Cash was the "obvious choice" to help lead the feasibility study for the school, says its international director, Demisse Habte. According to Habte, a former director of the ICDDR,B, Cash is "like a rock star" in the world of public health, adding, "To much of Asia, he is Harvard University."

Women in Dhaka are interviewed by students
REAL-WORLD LESSONS at the new James P. Grant School of Public Health in Bangladesh, students are immersed in field research. In this slum in the capital city, Dhaka, they interview women regarding health-seeking behaviors and other health practices.

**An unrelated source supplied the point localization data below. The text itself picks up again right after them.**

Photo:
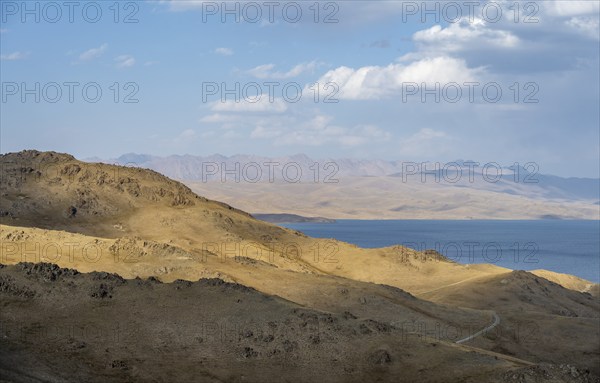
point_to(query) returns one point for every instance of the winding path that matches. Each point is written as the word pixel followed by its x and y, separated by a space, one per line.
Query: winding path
pixel 488 328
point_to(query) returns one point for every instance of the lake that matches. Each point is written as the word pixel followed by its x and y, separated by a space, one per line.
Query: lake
pixel 571 247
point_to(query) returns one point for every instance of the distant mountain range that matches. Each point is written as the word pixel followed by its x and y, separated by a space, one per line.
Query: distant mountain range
pixel 378 189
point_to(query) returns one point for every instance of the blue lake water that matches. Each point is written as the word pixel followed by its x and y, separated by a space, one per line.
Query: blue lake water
pixel 571 247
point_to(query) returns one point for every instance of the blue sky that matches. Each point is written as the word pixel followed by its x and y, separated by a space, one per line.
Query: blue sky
pixel 368 61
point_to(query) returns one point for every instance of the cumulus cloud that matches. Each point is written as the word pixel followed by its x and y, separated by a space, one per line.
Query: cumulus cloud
pixel 376 82
pixel 93 53
pixel 464 35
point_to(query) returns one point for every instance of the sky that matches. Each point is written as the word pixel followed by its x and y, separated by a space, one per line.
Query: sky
pixel 490 81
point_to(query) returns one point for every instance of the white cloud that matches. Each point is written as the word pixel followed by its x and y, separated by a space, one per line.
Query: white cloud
pixel 266 71
pixel 13 56
pixel 263 105
pixel 125 61
pixel 571 8
pixel 376 82
pixel 93 53
pixel 224 51
pixel 463 35
pixel 586 26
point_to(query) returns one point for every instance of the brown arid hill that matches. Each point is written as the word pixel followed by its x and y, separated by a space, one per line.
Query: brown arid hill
pixel 394 314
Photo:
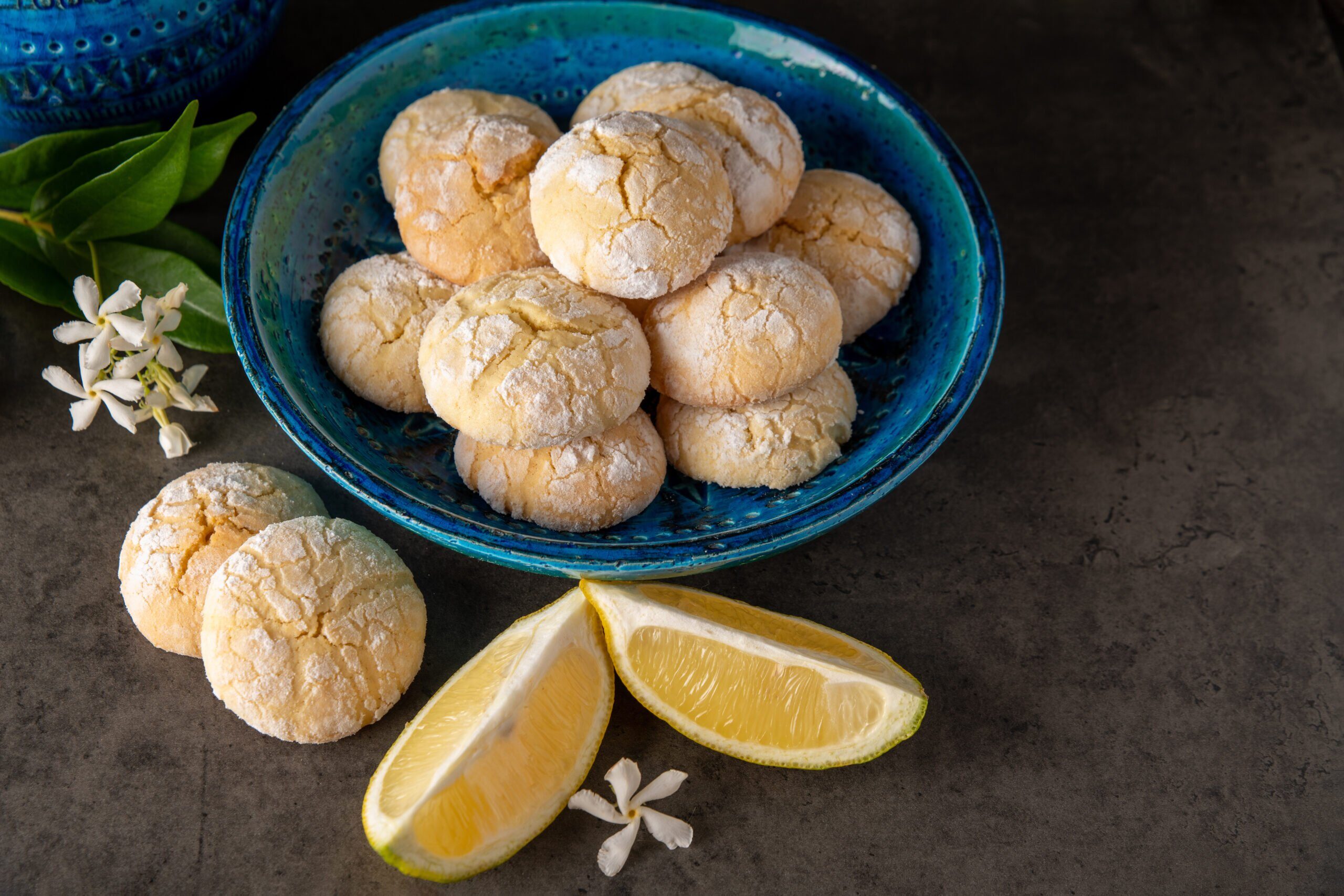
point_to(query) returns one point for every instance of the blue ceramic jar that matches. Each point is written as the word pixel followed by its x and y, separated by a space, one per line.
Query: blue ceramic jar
pixel 84 64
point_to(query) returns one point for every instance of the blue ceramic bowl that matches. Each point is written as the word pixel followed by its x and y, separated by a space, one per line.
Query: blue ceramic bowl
pixel 65 64
pixel 310 205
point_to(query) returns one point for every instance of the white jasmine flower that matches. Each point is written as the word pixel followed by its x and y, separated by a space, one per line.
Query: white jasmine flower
pixel 102 323
pixel 624 778
pixel 94 393
pixel 174 440
pixel 148 338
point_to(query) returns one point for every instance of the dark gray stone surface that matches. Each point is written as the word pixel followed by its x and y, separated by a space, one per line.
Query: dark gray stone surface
pixel 1120 579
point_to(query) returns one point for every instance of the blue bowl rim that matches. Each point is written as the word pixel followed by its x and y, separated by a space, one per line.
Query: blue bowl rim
pixel 568 558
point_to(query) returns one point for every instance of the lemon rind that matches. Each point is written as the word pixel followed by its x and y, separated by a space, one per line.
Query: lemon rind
pixel 810 760
pixel 390 836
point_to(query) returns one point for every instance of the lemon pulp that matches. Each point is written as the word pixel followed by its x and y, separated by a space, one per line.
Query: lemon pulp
pixel 756 684
pixel 496 753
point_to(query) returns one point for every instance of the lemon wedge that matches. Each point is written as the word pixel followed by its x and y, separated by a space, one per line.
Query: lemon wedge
pixel 754 684
pixel 494 757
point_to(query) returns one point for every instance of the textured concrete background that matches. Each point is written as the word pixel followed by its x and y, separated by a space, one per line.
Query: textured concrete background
pixel 1120 579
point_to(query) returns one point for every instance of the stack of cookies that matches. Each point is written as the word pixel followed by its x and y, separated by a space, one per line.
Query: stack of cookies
pixel 670 238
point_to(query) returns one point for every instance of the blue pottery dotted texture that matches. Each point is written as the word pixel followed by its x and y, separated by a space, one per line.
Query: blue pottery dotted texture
pixel 310 205
pixel 81 64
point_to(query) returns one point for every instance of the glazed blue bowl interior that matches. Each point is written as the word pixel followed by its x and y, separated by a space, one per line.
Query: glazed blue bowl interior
pixel 310 205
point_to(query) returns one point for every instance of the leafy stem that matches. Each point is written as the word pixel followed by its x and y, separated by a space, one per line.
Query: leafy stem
pixel 20 218
pixel 93 262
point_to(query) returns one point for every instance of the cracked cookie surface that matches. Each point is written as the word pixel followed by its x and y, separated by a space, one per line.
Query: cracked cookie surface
pixel 632 205
pixel 437 116
pixel 777 444
pixel 579 487
pixel 857 234
pixel 312 630
pixel 371 325
pixel 187 531
pixel 627 87
pixel 752 328
pixel 754 139
pixel 530 359
pixel 463 202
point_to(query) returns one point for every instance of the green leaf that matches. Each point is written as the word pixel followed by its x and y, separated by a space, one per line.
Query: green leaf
pixel 85 168
pixel 158 270
pixel 210 147
pixel 68 262
pixel 23 168
pixel 133 196
pixel 26 270
pixel 186 242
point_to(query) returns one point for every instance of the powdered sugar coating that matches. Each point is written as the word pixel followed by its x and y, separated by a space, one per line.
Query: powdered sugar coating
pixel 312 630
pixel 756 140
pixel 631 205
pixel 530 359
pixel 577 487
pixel 187 531
pixel 857 234
pixel 627 87
pixel 437 116
pixel 777 444
pixel 463 202
pixel 754 327
pixel 371 325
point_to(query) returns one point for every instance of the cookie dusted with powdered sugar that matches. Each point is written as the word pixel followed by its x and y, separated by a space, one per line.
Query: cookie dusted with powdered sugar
pixel 627 87
pixel 187 531
pixel 577 487
pixel 463 201
pixel 437 116
pixel 531 359
pixel 631 205
pixel 754 327
pixel 756 141
pixel 312 630
pixel 371 324
pixel 777 444
pixel 857 234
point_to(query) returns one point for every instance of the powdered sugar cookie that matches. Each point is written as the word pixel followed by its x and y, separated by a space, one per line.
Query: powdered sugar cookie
pixel 631 205
pixel 759 144
pixel 857 234
pixel 577 487
pixel 627 87
pixel 530 359
pixel 437 114
pixel 463 201
pixel 187 531
pixel 371 325
pixel 754 327
pixel 777 444
pixel 312 629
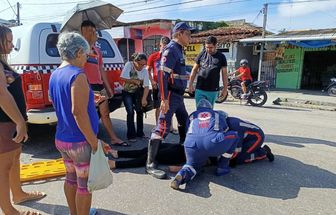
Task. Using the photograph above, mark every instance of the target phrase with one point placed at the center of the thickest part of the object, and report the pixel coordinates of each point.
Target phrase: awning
(301, 41)
(313, 43)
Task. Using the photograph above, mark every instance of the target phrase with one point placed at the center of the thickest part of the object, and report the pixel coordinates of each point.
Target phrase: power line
(230, 2)
(136, 2)
(55, 3)
(6, 9)
(297, 2)
(11, 7)
(260, 11)
(167, 5)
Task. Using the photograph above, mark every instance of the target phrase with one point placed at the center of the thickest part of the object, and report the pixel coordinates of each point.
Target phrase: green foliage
(213, 25)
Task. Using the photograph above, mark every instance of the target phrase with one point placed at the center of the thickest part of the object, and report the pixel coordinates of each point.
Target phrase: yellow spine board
(42, 170)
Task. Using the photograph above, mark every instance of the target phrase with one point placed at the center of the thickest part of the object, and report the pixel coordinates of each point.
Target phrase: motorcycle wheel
(192, 95)
(236, 92)
(257, 99)
(332, 91)
(221, 99)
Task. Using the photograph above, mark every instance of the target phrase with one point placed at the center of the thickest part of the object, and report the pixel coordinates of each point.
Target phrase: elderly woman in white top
(135, 76)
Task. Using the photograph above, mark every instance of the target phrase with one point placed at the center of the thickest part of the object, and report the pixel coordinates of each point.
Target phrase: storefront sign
(191, 53)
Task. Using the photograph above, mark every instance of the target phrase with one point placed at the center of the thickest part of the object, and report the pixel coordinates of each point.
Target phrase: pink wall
(150, 31)
(138, 45)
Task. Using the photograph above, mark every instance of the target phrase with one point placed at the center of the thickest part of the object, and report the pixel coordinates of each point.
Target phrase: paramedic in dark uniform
(249, 147)
(172, 83)
(207, 136)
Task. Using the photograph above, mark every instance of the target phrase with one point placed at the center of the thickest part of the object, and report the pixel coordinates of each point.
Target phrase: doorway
(126, 45)
(318, 68)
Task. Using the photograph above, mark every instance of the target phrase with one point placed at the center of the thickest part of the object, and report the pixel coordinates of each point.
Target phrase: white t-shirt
(142, 75)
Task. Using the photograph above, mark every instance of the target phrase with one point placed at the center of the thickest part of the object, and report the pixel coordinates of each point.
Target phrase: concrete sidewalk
(303, 98)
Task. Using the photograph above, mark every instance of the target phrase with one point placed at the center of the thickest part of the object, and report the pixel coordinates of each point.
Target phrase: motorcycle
(256, 92)
(331, 88)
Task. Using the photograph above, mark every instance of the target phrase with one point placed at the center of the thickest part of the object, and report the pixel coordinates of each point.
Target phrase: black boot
(182, 133)
(151, 165)
(269, 154)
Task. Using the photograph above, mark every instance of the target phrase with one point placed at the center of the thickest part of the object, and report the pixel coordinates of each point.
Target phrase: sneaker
(133, 140)
(233, 163)
(269, 154)
(244, 96)
(93, 211)
(222, 171)
(175, 184)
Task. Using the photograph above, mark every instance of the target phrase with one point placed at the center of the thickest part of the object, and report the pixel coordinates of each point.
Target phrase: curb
(318, 105)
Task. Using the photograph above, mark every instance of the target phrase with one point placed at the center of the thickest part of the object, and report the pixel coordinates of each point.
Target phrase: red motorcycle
(256, 92)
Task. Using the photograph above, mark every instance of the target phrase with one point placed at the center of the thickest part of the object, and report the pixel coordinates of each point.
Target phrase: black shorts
(247, 82)
(156, 98)
(97, 87)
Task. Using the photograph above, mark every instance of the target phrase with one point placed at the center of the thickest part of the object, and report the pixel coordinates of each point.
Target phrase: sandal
(35, 195)
(29, 213)
(174, 131)
(121, 144)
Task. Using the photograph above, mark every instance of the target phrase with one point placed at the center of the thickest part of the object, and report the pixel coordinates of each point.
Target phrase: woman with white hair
(77, 127)
(13, 132)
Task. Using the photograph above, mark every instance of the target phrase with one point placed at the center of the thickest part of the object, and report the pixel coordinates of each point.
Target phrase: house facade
(144, 36)
(298, 59)
(228, 43)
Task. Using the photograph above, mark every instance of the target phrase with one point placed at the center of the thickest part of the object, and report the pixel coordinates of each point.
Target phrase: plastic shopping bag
(100, 176)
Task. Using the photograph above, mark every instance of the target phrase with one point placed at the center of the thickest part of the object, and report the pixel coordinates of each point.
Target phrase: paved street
(301, 180)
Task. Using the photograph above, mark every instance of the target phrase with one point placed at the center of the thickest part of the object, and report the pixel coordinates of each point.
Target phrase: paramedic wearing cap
(153, 64)
(249, 148)
(209, 64)
(172, 82)
(207, 136)
(97, 77)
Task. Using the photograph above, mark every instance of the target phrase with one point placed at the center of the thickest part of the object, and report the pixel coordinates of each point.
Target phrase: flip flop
(29, 213)
(174, 131)
(35, 195)
(93, 211)
(121, 144)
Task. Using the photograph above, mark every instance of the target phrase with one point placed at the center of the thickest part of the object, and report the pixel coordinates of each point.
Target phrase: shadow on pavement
(285, 108)
(295, 141)
(62, 210)
(281, 179)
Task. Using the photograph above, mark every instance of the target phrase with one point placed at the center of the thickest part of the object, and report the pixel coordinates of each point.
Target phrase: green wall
(289, 69)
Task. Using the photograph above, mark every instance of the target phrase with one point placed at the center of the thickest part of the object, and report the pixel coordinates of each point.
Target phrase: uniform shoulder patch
(165, 53)
(204, 116)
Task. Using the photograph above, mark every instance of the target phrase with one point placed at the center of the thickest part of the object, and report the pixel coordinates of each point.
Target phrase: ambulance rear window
(51, 48)
(105, 48)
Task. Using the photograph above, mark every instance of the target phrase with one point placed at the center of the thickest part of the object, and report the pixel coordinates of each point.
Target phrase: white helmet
(243, 61)
(204, 103)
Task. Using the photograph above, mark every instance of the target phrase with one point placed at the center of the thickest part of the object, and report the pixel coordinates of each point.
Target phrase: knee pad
(188, 173)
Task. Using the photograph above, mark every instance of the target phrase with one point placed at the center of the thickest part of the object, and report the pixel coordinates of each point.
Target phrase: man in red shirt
(152, 65)
(97, 78)
(244, 73)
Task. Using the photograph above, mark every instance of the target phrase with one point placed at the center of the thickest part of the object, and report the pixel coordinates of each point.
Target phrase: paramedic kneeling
(206, 137)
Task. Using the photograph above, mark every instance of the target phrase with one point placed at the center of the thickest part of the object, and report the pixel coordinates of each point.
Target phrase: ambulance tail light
(35, 87)
(33, 90)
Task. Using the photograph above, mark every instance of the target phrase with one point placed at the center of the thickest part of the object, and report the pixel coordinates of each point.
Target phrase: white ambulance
(35, 57)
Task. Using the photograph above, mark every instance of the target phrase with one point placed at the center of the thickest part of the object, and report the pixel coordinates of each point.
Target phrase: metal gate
(268, 72)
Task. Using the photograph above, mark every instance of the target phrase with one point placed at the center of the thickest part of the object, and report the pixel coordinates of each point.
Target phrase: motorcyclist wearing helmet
(244, 73)
(207, 136)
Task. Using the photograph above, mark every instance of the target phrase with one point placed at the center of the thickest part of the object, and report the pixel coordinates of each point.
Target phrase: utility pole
(262, 42)
(18, 13)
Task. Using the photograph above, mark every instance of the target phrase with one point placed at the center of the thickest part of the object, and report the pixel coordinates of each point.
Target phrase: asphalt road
(301, 180)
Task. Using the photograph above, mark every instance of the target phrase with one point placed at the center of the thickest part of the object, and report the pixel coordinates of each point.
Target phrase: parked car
(188, 69)
(36, 57)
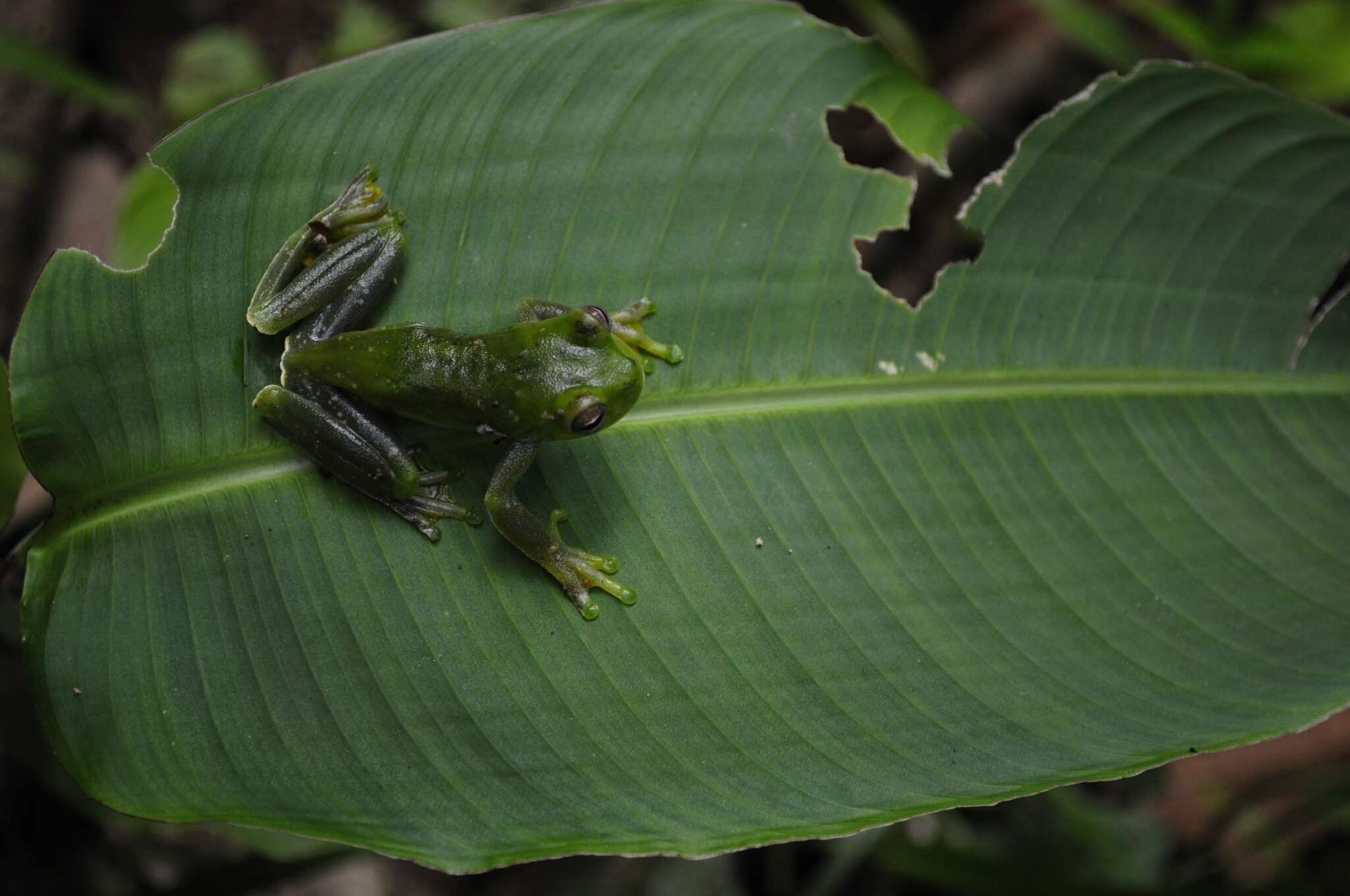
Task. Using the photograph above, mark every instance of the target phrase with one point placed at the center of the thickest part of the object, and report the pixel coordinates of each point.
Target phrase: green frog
(558, 373)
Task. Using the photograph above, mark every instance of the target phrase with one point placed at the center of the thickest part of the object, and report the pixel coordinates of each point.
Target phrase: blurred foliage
(11, 462)
(361, 27)
(444, 15)
(210, 68)
(1095, 30)
(15, 171)
(64, 77)
(894, 32)
(1302, 46)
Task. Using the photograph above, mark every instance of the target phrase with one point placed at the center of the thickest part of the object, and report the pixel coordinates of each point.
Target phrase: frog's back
(415, 370)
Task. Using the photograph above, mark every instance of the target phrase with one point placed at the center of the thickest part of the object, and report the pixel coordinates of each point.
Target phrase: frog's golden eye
(601, 315)
(589, 418)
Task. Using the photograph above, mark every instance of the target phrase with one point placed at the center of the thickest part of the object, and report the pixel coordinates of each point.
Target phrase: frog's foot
(423, 511)
(579, 571)
(630, 328)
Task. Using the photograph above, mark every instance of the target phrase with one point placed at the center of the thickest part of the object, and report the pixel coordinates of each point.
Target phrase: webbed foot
(630, 328)
(579, 571)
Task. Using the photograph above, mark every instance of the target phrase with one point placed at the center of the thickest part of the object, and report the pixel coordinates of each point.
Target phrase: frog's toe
(587, 607)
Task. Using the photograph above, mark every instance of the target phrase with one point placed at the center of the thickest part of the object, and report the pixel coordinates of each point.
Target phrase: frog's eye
(601, 315)
(589, 418)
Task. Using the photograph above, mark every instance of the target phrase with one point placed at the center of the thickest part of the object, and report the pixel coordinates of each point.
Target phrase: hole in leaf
(1335, 293)
(866, 142)
(904, 262)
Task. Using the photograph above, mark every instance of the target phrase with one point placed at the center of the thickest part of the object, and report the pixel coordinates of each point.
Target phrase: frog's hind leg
(347, 440)
(339, 289)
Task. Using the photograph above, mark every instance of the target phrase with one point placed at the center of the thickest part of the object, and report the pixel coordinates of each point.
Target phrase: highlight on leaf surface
(1098, 530)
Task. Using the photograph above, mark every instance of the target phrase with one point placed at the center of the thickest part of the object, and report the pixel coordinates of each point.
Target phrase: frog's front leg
(575, 570)
(626, 323)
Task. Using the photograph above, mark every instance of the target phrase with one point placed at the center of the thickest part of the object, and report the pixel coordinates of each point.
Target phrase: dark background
(87, 87)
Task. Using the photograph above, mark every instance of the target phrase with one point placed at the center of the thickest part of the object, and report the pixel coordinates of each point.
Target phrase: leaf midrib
(276, 463)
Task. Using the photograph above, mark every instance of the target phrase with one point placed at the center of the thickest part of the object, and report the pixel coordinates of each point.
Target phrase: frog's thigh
(330, 441)
(407, 477)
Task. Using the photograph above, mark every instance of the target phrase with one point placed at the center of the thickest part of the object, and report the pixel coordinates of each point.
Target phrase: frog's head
(593, 377)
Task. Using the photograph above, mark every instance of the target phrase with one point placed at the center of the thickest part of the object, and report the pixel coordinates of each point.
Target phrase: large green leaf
(1107, 530)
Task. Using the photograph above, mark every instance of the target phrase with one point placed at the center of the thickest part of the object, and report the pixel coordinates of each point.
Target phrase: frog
(558, 373)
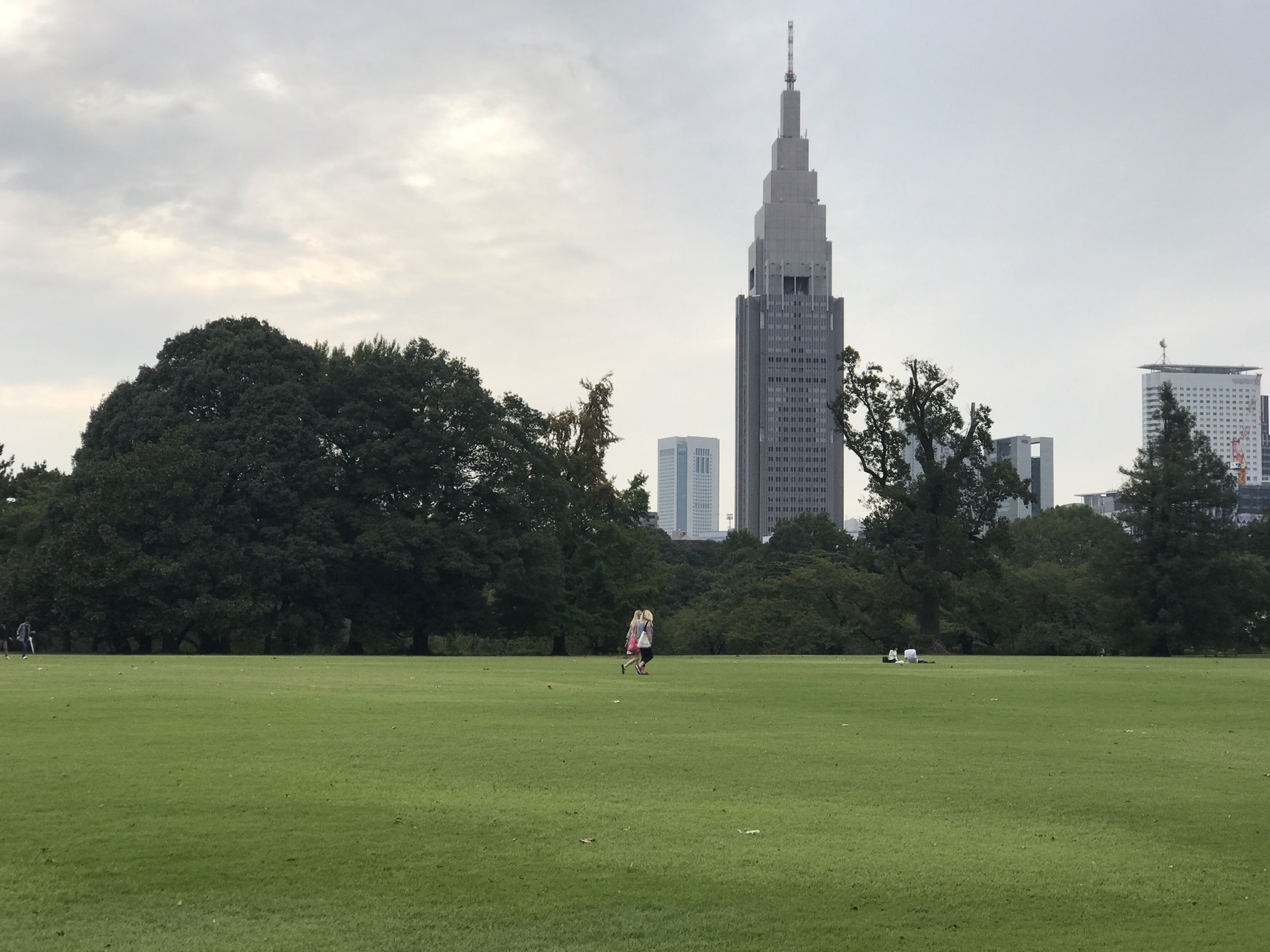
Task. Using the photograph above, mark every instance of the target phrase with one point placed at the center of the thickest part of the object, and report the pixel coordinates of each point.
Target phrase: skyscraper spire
(789, 73)
(789, 334)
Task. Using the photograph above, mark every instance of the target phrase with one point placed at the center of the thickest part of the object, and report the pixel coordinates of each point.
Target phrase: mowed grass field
(443, 804)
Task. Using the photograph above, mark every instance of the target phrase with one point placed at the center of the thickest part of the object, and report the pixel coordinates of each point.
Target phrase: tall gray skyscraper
(789, 334)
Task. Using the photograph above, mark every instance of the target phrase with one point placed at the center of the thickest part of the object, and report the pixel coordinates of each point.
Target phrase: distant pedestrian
(633, 633)
(26, 640)
(646, 644)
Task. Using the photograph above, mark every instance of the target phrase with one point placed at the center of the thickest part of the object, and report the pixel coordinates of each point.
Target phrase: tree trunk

To map out a curriculum, Cash sat down with BRAC's founder and president, Fazle Hasan Abed, and colleagues from Columbia University's Mailman School of Public Health, the London School of Tropical Diseases, and the University of Amsterdam. A priority, they agreed, was to teach problem-solving through field research. Instead of taking five classes a semester in nine months, Grant students tackle courses one by one, in three- or four-week modules over 11 months. This intensive format is "the only cost-effective way to do it," says the School's dean, Mustaque Chowdhury, a former BRAC research director and Bell Fellow at the Harvard Center for Population and Development Studies who has known Cash for more than 30 years. The fledgling school now borrows six of its eight faculty members from universities in England, Sweden, the Netherlands, and the United States. Cash teaches introduction to public health and infectious disease epidemiology at the Grant School during HSPH's Winter term and the summer.

"Richard's an awesome teacher," says one of only two Americans in the Grant School's class of 2007, Noah Levinson, speaking over an Internet connection from Dhaka. Having founded a small NGO, Calcutta Kids, in a sprawling city slum in West Bengal, India, Levinson says he "wanted to study public health in a setting like the one I'm working in. I couldn't do that in the U.S."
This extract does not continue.